Webb is thought to have studied under his father but, as his career progressed, he became more influenced by Romantic painters including leading lights such as JMW Turner.

His large-scale and atmospheric compositions, for which he frequently took liberties with the topography for dramatic effect, were certainly popular in their day. They were also financially rewarding – enabling him to invest considerable amounts in the stock market which, at one point, made him fantastically wealthy (although later losses and mortgage liabilities meant he had to file for bankruptcy).

London views

Webb’s views of London are a notable part of his oeuvre. A finely composed view of Old Kew Bridge is now in the Museum of London while, back in 1991, a sweeping view of St Paul’s Cathedral from across the Thames set a record £25,000 when it sold Christie’s.

But while the artist’s market has sagged somewhat since those stronger days, as is the case with many 19th century painters, a boost came back in January this year when a large-scale painting titled The Majesty of Greenwich made $65,000 (£52,731) at Sotheby’s New York. It was the fourth-highest price recorded for Webb according to Artprice.

More recently, a smaller painting of Greenwich emerged at Gorringe’s (25% buyer’s premium) on March 13. Showing Greenwich Palace from a different angle, the 13½ x 19¾in (34 x 50cm) oil on panel was signed and inscribed by the artist on the back with the date 1879-80.

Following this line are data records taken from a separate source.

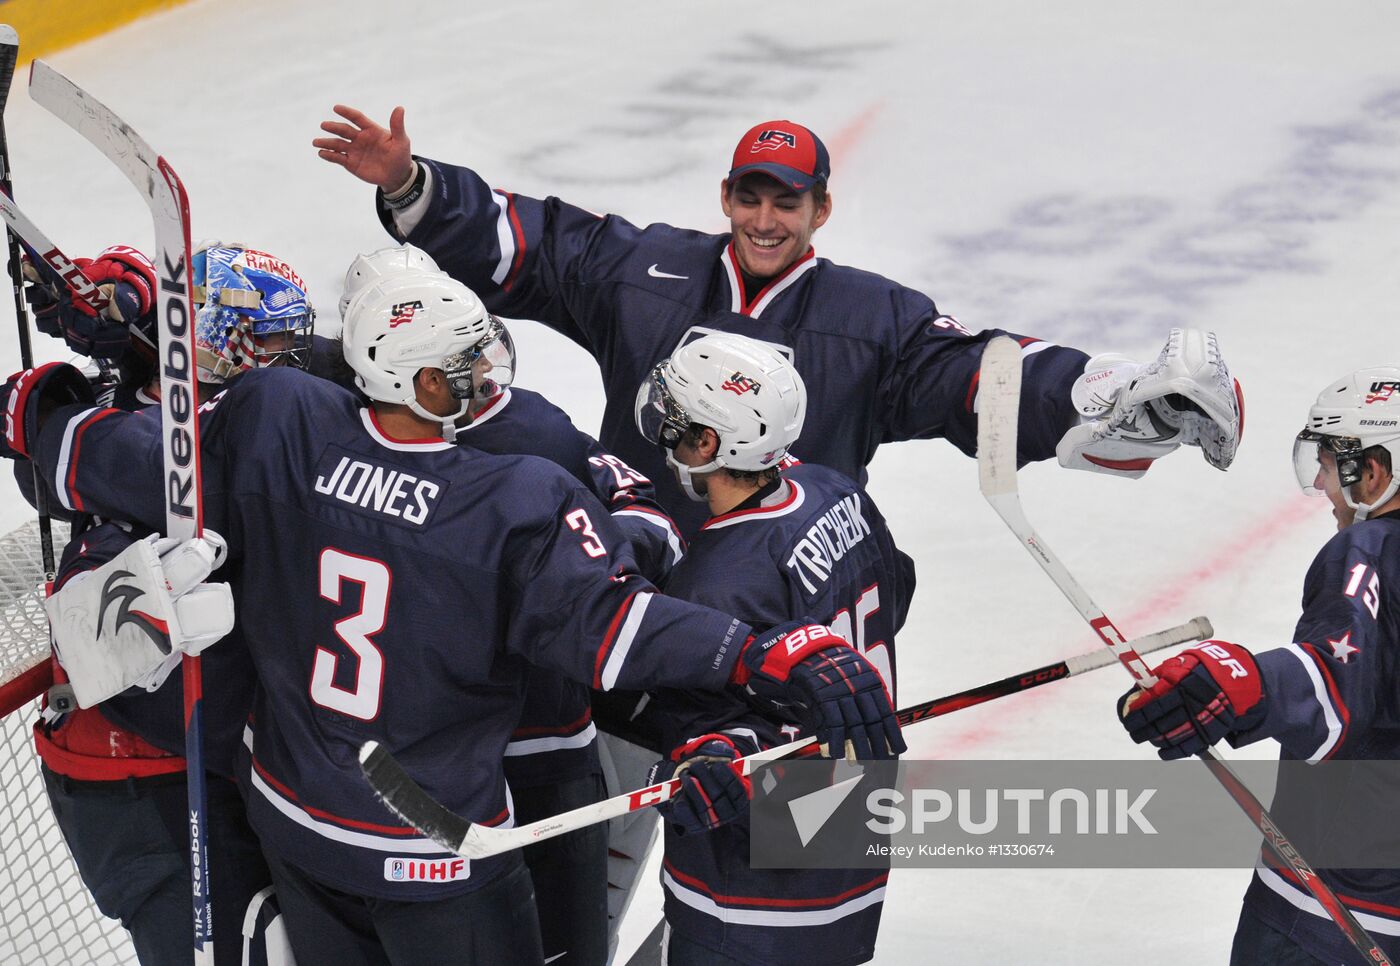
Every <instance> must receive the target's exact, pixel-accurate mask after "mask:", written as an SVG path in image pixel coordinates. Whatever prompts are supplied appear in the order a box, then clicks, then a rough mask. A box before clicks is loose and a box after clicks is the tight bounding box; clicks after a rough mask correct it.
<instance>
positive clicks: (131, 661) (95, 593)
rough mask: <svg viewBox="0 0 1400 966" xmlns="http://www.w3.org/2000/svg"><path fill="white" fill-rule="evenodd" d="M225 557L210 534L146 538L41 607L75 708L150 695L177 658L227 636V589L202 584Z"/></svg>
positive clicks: (156, 687) (57, 593) (212, 584)
mask: <svg viewBox="0 0 1400 966" xmlns="http://www.w3.org/2000/svg"><path fill="white" fill-rule="evenodd" d="M224 557H225V546H224V539H223V538H221V536H220V535H218V533H214V532H213V531H204V535H203V536H202V538H195V539H192V540H176V539H172V538H162V536H160V535H151V536H148V538H146V539H144V540H136V542H134V543H132V545H130V546H129V547H126V550H123V552H122V553H120V554H118V556H116V557H115V559H113V560H111V561H108V563H106V564H104V566H101V567H98V568H97V570H91V571H85V573H80V574H77V575H74V577H73V578H70V580H69V581H67V582H66V584H64V585H63V589H60V591H57V592H56V594H55V595H53V596H50V598H49V599H48V601H46V602H45V605H43V609H45V610H46V612H48V615H49V629H50V633H52V634H53V652H55V655H56V657H57V659H59V664H60V665H63V669H64V671H66V672H67V675H69V683H70V685H71V686H73V692H74V696H76V699H77V703H78V707H84V708H87V707H92V706H94V704H98V703H99V701H105V700H106V699H109V697H112V696H115V694H120V693H122V692H125V690H126V689H127V687H132V686H141V687H144V689H146V690H155V689H157V687H160V686H161V685H162V683H164V682H165V678H168V676H169V673H171V671H174V669H175V665H178V664H179V662H181V658H182V657H183V655H186V654H189V655H197V654H199V652H202V651H203V650H204V648H206V647H209V645H210V644H213V643H214V641H217V640H220V638H221V637H224V636H225V634H228V631H231V630H232V629H234V596H232V592H231V591H230V589H228V584H206V582H204V580H206V578H207V577H209V574H210V573H211V571H214V570H216V568H217V567H218V566H220V564H221V563H223V561H224Z"/></svg>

Pitched at £400-600 in the Lewes sale, it always looked likely to generate competition and it was eventually knocked down at £7000 via

While The Majesty of Greenwich picture was a different proposition on account of being almost three times the size and a much more ambitious composition, a more comparable picture was a view of the City of London, about a third larger than the current work, that made £13,000 at Sotheby’s in 2000.